The Sahara can be a lonely and disheartening place. I’ve been to this seemingly endless North African sandbox several times. Its beauty, overshadowed by the harshness and potential for disaster, was often not seen till after I returned home and reviewed my photos. On one trip, I hunkered down in a house with my team, riding out a sandstorm in which the air remained a hazy dark brown with little visibility for almost three weeks. During another, I nearly froze under the stars in my sleeping bag in the sand, anxiously wondering if I would be trampled by a group of nearby camels.

But the most disheartening experience was running out of gas along a barren stretch of road, miles from any village. We never saw another car. Our vehicle had a second fuel reservoir, but the mechanism used to switch the intake between the two tanks wasn’t working. In the end, I had to suck on a siphoning tube to manually move gasoline from the full one to the empty one. What a relief when the car finally started again.

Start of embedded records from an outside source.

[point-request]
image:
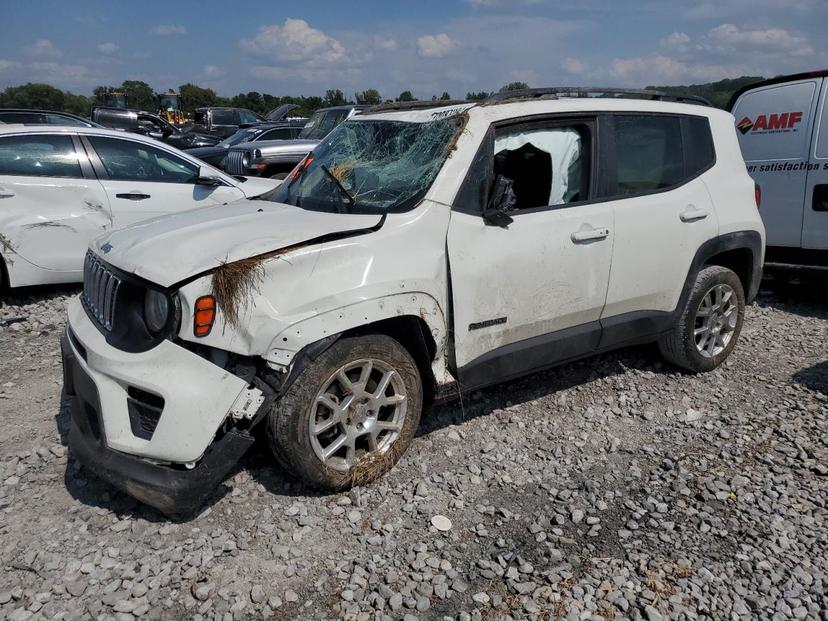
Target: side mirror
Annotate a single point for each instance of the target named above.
(502, 201)
(207, 177)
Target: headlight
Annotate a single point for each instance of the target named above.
(156, 310)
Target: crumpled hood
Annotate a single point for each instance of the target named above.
(172, 248)
(278, 147)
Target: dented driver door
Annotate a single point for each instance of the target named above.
(528, 289)
(51, 205)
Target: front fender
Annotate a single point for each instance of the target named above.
(359, 314)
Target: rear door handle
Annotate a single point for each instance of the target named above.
(691, 214)
(579, 237)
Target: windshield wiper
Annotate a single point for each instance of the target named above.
(338, 183)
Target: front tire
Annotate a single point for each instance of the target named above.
(709, 325)
(350, 415)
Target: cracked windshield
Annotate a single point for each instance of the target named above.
(367, 166)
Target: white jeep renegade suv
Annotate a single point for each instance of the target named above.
(417, 252)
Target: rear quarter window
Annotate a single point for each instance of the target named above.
(699, 152)
(648, 153)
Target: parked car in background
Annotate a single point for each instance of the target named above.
(223, 122)
(43, 117)
(782, 126)
(152, 125)
(62, 187)
(282, 130)
(277, 158)
(425, 250)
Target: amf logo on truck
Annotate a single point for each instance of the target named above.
(766, 123)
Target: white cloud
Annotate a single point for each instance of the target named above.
(658, 69)
(5, 65)
(107, 48)
(728, 38)
(676, 41)
(42, 49)
(435, 46)
(168, 29)
(212, 72)
(295, 41)
(574, 66)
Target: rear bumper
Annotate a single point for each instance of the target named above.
(173, 490)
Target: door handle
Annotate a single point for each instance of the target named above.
(691, 214)
(579, 237)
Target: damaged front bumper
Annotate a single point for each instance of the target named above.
(150, 423)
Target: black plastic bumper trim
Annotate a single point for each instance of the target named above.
(170, 490)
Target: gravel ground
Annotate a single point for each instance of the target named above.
(608, 489)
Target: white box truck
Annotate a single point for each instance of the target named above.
(782, 126)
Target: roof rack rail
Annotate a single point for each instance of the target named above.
(416, 105)
(587, 91)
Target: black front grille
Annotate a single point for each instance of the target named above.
(144, 412)
(100, 291)
(234, 164)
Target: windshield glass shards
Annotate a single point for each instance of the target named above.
(368, 166)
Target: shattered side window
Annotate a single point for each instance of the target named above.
(371, 165)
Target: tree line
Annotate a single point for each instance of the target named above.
(141, 95)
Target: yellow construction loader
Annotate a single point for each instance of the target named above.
(169, 108)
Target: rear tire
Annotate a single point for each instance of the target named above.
(350, 415)
(709, 325)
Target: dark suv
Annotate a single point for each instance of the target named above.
(223, 122)
(152, 125)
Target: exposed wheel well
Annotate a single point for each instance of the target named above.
(414, 334)
(739, 260)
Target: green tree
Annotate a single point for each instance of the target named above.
(139, 95)
(371, 97)
(44, 96)
(193, 97)
(335, 97)
(514, 86)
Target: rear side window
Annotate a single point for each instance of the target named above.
(699, 152)
(39, 156)
(648, 154)
(127, 160)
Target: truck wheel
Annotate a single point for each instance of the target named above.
(709, 326)
(350, 415)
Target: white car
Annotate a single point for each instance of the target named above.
(783, 132)
(418, 253)
(61, 187)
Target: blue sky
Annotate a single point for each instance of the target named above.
(427, 46)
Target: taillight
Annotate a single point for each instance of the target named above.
(205, 315)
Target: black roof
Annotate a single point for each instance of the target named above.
(556, 92)
(780, 79)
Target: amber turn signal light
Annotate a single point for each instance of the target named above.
(205, 315)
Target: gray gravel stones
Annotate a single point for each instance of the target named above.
(614, 488)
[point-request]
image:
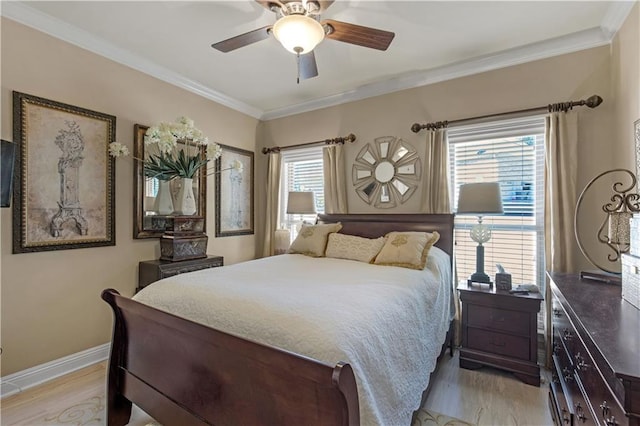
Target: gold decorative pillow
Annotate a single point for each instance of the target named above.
(312, 239)
(342, 246)
(407, 249)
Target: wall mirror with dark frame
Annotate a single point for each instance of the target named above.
(147, 223)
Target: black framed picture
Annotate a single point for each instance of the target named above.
(234, 192)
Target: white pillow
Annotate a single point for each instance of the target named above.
(343, 246)
(312, 239)
(407, 249)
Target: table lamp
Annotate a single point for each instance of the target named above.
(480, 199)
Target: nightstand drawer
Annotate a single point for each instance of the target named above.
(498, 319)
(498, 343)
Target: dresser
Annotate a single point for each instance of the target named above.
(499, 329)
(154, 270)
(596, 354)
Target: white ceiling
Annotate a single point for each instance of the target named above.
(435, 41)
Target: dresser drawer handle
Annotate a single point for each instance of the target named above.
(611, 421)
(500, 319)
(580, 364)
(567, 374)
(566, 334)
(580, 412)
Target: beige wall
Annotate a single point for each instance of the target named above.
(51, 304)
(626, 86)
(568, 77)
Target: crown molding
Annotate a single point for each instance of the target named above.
(26, 15)
(586, 39)
(615, 17)
(594, 37)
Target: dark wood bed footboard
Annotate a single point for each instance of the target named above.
(184, 373)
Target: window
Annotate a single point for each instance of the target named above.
(512, 153)
(301, 171)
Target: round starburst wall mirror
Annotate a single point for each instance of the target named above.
(386, 172)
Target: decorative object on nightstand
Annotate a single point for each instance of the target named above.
(183, 238)
(282, 241)
(615, 230)
(499, 330)
(503, 279)
(153, 270)
(480, 199)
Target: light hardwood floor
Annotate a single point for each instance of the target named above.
(482, 397)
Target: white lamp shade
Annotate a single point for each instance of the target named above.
(298, 32)
(480, 199)
(301, 203)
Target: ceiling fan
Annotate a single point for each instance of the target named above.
(299, 30)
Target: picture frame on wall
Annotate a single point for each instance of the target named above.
(7, 161)
(636, 138)
(234, 192)
(64, 188)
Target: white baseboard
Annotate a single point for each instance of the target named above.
(22, 380)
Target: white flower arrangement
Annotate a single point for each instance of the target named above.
(179, 146)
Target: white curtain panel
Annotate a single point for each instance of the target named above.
(273, 198)
(560, 197)
(335, 180)
(435, 179)
(561, 174)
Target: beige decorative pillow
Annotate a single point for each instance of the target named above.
(342, 246)
(312, 239)
(407, 249)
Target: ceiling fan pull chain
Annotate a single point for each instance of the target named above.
(298, 49)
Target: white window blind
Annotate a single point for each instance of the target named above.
(510, 152)
(302, 171)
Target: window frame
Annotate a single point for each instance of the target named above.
(497, 130)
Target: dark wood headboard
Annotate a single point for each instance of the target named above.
(377, 225)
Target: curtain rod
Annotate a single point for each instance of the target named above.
(591, 102)
(341, 140)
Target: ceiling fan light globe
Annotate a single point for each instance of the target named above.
(298, 33)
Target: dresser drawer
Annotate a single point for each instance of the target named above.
(604, 403)
(498, 319)
(498, 343)
(561, 409)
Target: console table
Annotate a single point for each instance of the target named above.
(154, 270)
(596, 354)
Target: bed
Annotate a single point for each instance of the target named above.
(203, 360)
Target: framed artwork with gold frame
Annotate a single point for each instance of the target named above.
(64, 190)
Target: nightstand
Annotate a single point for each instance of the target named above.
(154, 270)
(499, 329)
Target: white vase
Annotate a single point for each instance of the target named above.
(164, 202)
(185, 200)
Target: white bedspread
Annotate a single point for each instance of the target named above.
(388, 323)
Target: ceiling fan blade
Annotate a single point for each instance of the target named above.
(308, 67)
(267, 4)
(242, 40)
(357, 34)
(324, 4)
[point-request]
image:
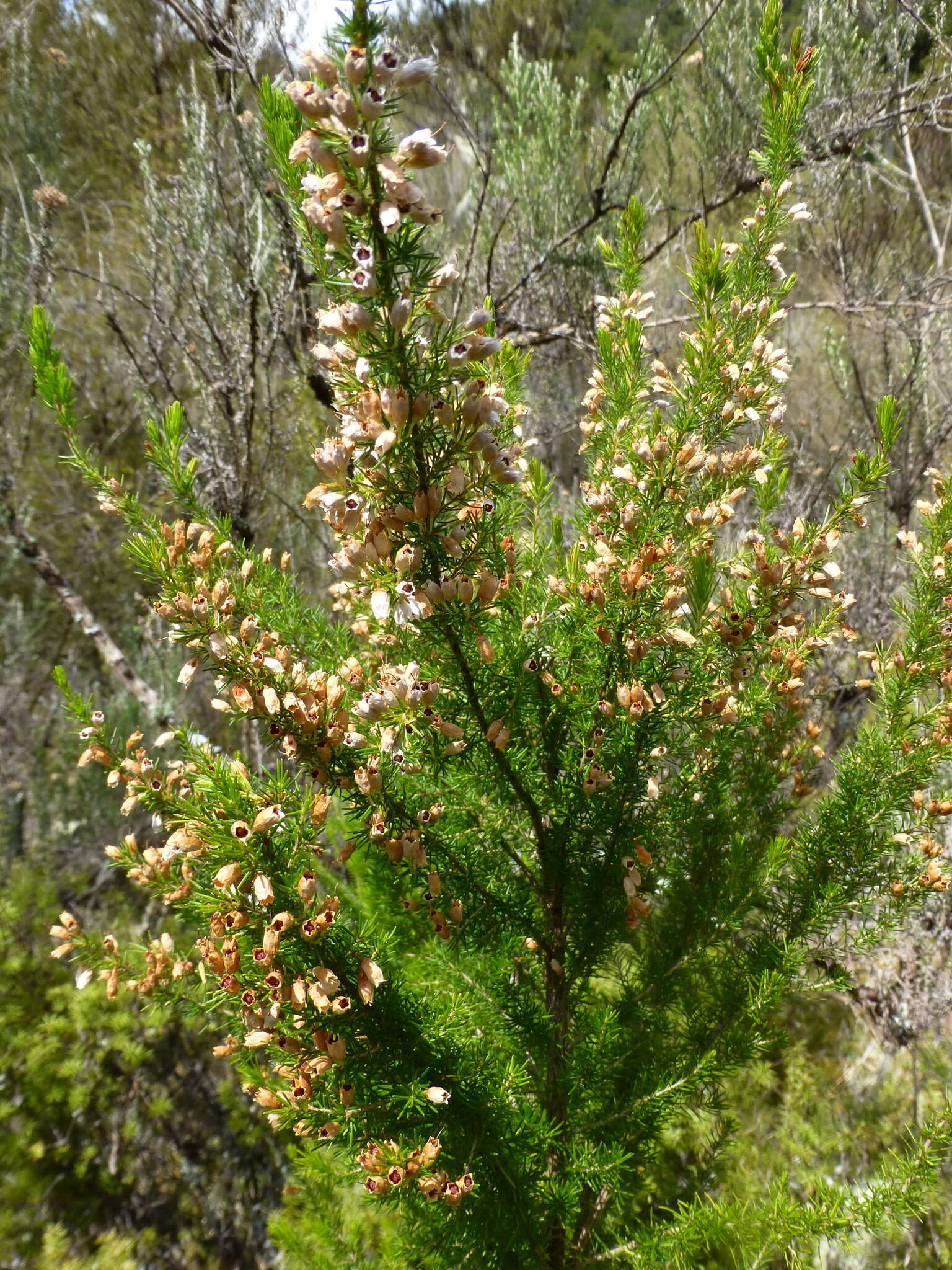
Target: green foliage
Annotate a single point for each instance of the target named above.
(596, 752)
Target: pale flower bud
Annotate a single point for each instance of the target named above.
(418, 70)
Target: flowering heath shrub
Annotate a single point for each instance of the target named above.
(545, 830)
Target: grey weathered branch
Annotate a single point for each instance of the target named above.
(110, 652)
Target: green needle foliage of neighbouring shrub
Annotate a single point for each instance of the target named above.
(545, 833)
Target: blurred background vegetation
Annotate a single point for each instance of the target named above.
(136, 203)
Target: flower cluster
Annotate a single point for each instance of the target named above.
(426, 432)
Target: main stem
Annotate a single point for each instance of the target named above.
(558, 1011)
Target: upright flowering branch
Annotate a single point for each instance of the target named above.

And yet occasionally I have had eyes to see some profoundly beautiful things in this grim and desolate place. Green spots can suddenly appear while driving through the sea of brown rock and sand. An oasis is an exquisite sight in the desert. Jesus followers who somehow persevere in the midst of threats and persecution can unexpectedly show up at your door. What a humbling experience to interact with a believer who truly understands the cost of following our Lord. In my mind, the symbol that best represents hope in this seemingly lifeless and uninhabitable land is the date palm. It thrives in desolately arid regions and produces some of the sweetest fruit I’ve ever tasted. We gorged ourselves on this desert candy while camping beside a cool pool of water in an oasis. It was truly an exotic and refreshing experience.

Life in the Wilderness

Sometimes, followers of Jesus feel as if we have been led into a desert with no oasis in sight. It’s difficult to imagine beauty or opportunities for nourishment in harsh, dry and dusty places. The goal is usually just to find a way to get through as quickly and as painlessly as possible. And yet many followers of Jesus talk of the “dry seasons” of their faith. They wonder where God has gone, what’s up with not being able to hear His voice like they could in the past, and why serving Him feels so much harder than it used to. Desert experiences are not fun. What kind of good can they possibly provide?